In the planning phase, Mr. Loggins focuses on logistics and finances. He and Ms. Torbett evaluate potential conference sites to ensure there is a suitable meeting hotel and good restaurants within walking distance for attendees and sponsors.
The physicians take responsibility for planning the content and work hard to ensure that they obtain dynamic speakers who can address a good balance of topics, Dr. Mosbacker says. Regular clinical topics include rheumatoid arthritis, lupus, psoriatic arthritis and ankylosing spondylitis. Other sessions sometimes address osteoarthritis, myositis, scleroderma and other more niche topics.
Catering content to practice managers is also important to the planning process. “Managers are crucial in this day and age with so many government regulations, reimbursement changes—everything is changing on a daily basis,” Mr. Loggins says. Advanced practitioners are “the future of the specialty,” he adds. When they attend the STAR meeting and sit with physicians to learn about the science of rheumatology, “they love it,” he says. “They are talking and learning, and it’s a joy to see.”
Supporting Broader Society Efforts
Participants also discussed patient advocacy during the annual business meeting in support of the association’s priorities. “[We] encouraged [members] to not only get involved with STAR, but also the ACR and other organizations that fight for the specialty of rheumatology and our patients,” Ms. Torbett says.
As the society has grown in recent years, it has started seeking out ways to get members involved beyond attending the annual meeting. Advocacy at the state level is a logical next step for STAR, not only for the field of rheumatology but for the practice of medicine and patients overall, Dr. Mosbacker says. To support this goal, STAR brought in a lobbyist to speak at the business meeting and offer guidance on advocacy efforts. Recommendations included how to organize and get people involved at the local level, grassroots advocacy and how to use other organizations’ successes as a springboard. The Texas Medical Association, for example, has delegates who lobby in Washington, D.C.
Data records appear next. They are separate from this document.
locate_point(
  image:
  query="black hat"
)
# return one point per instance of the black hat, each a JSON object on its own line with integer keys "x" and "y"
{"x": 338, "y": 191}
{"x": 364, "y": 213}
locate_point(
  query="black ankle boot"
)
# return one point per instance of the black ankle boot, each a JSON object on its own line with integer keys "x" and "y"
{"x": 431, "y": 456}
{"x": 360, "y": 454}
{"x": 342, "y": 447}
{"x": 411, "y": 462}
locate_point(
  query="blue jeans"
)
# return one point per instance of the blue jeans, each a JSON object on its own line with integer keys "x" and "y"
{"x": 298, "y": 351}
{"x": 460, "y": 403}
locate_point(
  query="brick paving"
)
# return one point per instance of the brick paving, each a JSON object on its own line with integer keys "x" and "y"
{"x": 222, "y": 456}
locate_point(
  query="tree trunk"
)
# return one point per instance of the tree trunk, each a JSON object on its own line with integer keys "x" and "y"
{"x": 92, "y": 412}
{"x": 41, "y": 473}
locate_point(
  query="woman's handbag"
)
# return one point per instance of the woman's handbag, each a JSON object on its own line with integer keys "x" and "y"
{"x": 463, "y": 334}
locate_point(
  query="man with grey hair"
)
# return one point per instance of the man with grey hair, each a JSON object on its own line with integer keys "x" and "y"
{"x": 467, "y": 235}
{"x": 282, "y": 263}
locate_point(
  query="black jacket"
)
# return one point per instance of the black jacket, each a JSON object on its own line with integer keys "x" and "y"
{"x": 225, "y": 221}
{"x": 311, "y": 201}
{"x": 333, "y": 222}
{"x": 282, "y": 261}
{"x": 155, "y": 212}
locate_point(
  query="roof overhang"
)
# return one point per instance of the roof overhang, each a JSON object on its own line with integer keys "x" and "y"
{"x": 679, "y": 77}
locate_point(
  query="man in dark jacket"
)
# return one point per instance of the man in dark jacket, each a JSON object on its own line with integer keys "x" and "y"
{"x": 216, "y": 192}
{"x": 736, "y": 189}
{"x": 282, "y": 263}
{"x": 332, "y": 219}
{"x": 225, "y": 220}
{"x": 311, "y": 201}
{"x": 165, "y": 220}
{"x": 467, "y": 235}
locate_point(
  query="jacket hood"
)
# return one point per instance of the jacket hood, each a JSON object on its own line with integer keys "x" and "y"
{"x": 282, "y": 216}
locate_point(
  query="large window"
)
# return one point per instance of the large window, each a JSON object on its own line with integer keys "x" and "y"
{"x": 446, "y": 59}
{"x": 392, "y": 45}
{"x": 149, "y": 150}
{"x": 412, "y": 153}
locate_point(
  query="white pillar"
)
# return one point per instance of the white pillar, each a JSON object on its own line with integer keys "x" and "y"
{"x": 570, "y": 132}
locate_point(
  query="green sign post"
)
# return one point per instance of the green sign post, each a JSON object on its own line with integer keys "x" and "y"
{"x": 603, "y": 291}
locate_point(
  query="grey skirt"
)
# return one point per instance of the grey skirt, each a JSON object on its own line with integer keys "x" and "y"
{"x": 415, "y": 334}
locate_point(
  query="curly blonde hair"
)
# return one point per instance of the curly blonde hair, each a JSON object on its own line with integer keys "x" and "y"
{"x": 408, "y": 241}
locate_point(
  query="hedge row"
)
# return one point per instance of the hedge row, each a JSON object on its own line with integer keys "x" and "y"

STAR aims to put together a state committee that can team up with the Texas Medical Association on lobbying efforts and help ensure that rheumatology has a voice in the state legislature, Mr. Loggins explains. STAR is also working to establish an insurance subcommittee to support physicians who are dealing with payor issues. Additional plans entail hiring a lobbyist to work on STAR’s behalf, similar to efforts that have been successful in Florida, and possibly creating a state PAC.